E234: Feasibility and Utility of Dynamic ctDNA Profiling in Patients with Pancreatic Adenocarcinoma in a Neoadjuvant Setting

Introduction: Circulating tumor DNA (ctDNA) is an emerging tool for the dynamic monitoring of the tumor genetic profile to guide personalized therapy and monitor disease burden. The role of ctDNA as a longitudinal biomarker for response to therapy in a neoadjuvant treatment (NAT) setting in pancreatic adenocarcinoma (PDAC) has not been evaluated. This pilot study aimed to evaluate the feasibility of detecting ctDNA in patients with resectable or borderline PDAC and assess changes in the ctDNA genetic profile in response to NAT.

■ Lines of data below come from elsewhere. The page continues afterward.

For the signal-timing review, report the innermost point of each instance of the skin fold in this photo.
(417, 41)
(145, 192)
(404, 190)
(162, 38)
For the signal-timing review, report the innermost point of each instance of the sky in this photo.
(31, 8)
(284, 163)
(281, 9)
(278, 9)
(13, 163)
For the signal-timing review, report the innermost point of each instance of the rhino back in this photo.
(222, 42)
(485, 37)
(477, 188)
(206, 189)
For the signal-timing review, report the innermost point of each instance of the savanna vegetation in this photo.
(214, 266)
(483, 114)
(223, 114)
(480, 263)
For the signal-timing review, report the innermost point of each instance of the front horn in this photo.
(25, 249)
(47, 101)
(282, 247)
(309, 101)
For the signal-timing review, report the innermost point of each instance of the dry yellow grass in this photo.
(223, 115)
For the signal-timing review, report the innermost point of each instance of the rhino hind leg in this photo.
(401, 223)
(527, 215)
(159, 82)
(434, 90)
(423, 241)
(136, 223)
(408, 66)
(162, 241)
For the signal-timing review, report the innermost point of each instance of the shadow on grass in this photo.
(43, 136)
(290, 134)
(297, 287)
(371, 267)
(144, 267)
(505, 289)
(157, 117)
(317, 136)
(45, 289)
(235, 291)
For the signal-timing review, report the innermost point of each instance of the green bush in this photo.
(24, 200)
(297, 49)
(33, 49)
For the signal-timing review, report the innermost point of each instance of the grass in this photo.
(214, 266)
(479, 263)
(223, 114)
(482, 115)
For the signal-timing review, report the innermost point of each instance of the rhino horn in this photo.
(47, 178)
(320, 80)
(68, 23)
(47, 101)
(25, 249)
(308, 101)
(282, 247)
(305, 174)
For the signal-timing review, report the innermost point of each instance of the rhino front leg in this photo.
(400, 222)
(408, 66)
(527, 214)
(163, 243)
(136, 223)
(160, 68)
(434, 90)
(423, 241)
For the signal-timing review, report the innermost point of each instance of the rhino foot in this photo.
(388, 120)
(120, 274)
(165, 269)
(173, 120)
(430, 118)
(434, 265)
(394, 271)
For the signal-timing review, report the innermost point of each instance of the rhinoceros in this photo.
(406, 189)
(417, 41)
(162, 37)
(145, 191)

Methods: Patients were enrolled between 8/2021 to 8/2023 for an IRB-approved prospective observational pilot study.  ctDNA was collected before the 1st, 3rd, 5th, and 7th cycles, intraoperatively, at postoperative day 6, and at the 3-month follow-up. Tumor tissues and liquid biopsy (peripheral blood) were subjected to NGS for mutations in 521 solid tumor-related genes evaluated for SNVs, indels, CNVs, and fusions, as well as TMB and MSI at a CLIA-certified commercial laboratory.  In parallel, CA 19-9, CEA, radiographic, and pathologic responses were collected.

Results: Six patients were enrolled, and 47 liquid biopsy samples were collected (Table 1). At the time of enrollment, 5 patients were radiographically staged as resectable and one patient was borderline resectable. All patients received FOLFIRINOX (FFX) during NAT, and one patient was switched to gemcitabine and nab-paclitaxel (GnP) due to disease progression. Pathogenic ctDNA mutations were detected in 66% (4/6) of patients. All patients (2) with tail lesions had detectable ctDNA. Dynamic changes in the presence of the driver genes (KRAS, SMAD4 and TP53) in ctDNA during NAT was detected in 3 patients (Table 1). One patient had a progression of disease and pathogenic PTPN11 and TSHR not present in the initial ctDNA sample appeared in ctDNA during cycle 5 when disease progression was confirmed radiographically. Normalization of CA 19-9 and pathological response to NAT were not associated with ctDNA clearance. All patients with detected ctDNA at the time of diagnosis had lymph node metastasis on surgical pathology.

Conclusions:

Prospective dynamic liquid biopsy in the NAT setting for resectable or borderline resectable PDAC patients is feasible and may represent a clinically useful approach for a subset of patients. The presence of pathogenic driver mutations in ctDNA at the time of diagnosis may predict early recurrence. Also, the detection of ctDNA may be more feasible in patients with tail lesions. The emergence of non-driver genetic mutations in ctDNA during disease progression warrants further investigation.